Does anyone remember the last time the government paid all it’s bills and had money left over? Stay tuned….

What should we do about taxes? Well, I’d start with the immediate repeal of the “Tax Cuts And Jobs Act”, passed in 2017 by the Republican Congress and signed into law by President Trump, which, even back then, they knew that it would return us to Trillion Dollar Deficits (like the ones Bush left for Obama). 

This was bad from the get-go as all the enormous corporate tax breaks are permanent while the minuscule individual cuts are temporary. Don’t believe me? It’s right here.  Add to that the fact that people now have to pay taxes on their other taxes. How? SALT limits. This was directly targeted at ‘blue’ states that typically have higher rates on “State And Local Taxes” (like state income, property, sales, etc) and on the alimony that they paid to an ex-spouse. This caught me. Because I live in a state with no state income tax, it has high property taxes. Explain to me why a business is allowed to deduct more than $10,000 in property (and other) taxes, but not me… Because I work in a state that DOES have an income tax, I have to pay that tax (at a higher non-resident rate) as well. Combined, they’re over $10,000 so I end up paying taxes on my taxes. This kills any benefit I had from lower tax rates. About the only positive I can find in this is that I’m unlikely to be audited because this law made it so that, for the first time since 1985, I didn’t have enough deductions to itemize and took the ‘standard deduction’.

So, in this proposal, not only will these bogus cut be reversed, but tax rates will be restored to what they were in the 1990s when (remember when I said to ‘stay tuned’?) we were actually running a governmental SURPLUS.  If not for the policies under George W. Bush (tax cuts, wars, Farm Bill, Prescription Drug Bill), they were predicting, in 2001, an elimination of the entire Federal Debt by 2010.

Don’t believe for a minute when conservatives tell you that high marginal tax rates will chase companies away.
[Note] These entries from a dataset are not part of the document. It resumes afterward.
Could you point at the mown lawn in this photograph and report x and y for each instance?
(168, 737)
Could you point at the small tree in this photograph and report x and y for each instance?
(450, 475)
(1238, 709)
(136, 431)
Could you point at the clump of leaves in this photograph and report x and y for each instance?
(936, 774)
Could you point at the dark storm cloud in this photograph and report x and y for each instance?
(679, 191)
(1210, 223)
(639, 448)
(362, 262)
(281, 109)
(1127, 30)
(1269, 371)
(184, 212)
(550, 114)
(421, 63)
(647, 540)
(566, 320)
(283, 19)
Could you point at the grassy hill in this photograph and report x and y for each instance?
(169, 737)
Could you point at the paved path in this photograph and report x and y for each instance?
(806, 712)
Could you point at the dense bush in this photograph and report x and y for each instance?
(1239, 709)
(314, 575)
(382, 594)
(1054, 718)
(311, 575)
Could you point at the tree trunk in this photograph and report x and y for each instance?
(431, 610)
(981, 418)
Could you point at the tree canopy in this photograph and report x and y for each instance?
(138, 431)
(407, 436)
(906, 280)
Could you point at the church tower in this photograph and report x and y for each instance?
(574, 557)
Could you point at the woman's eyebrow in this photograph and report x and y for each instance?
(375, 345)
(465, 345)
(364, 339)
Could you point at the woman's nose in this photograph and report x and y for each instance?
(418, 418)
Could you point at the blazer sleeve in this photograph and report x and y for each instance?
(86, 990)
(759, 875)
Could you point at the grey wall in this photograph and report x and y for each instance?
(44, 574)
The same people who want to bring America back to some idyllic 1950s setting conveniently forget that the top tax rate in the 1950s was 91% and that being in the “top 1%” was a lot different back then than it is now. I mean – back then (until 1982 and Reagan) – stock buybacks were ILLEGAL and there’s good reason to make them illegal again!

And, finally, who’s really carrying the freight when it comes to taxes?

In the 1950s, corporations paid 49% of all Federal tax receipts.. By 2003, that was down to 7.4%

In 1960, the top 1% of households earned 9% of all income, and paid 13% of all taxes. To be in that top 1%, back then, you had to earn $24,435 or $244,606 today. To be in the 91% bracket, you had to earn $200,000 or just over $2 million today (double for married filers).

Today, the top 1% earns 21% of all income and pays 24% of the tax receipts – but that’s income and doesn’t reflect stock/wealth appreciation (which, if you hold it for over a year is taxed at the lower capital gains rate). To be in the top 1% now, you have to be earning just under $600,000/year.

So since “the good old days”, the top 1% ‘threshold’ has gotten more exclusive (fewer people, relatively speaking, making more money) and instead of there being a 31% gap between the percentage of income they got and the percentage of taxes they paid – that gap is now 12.5% (again, not being able to count things like stock compensation). …and let’s not forget that, for 2022, after you earn $147,000 you’re not paying Social Security taxes, either.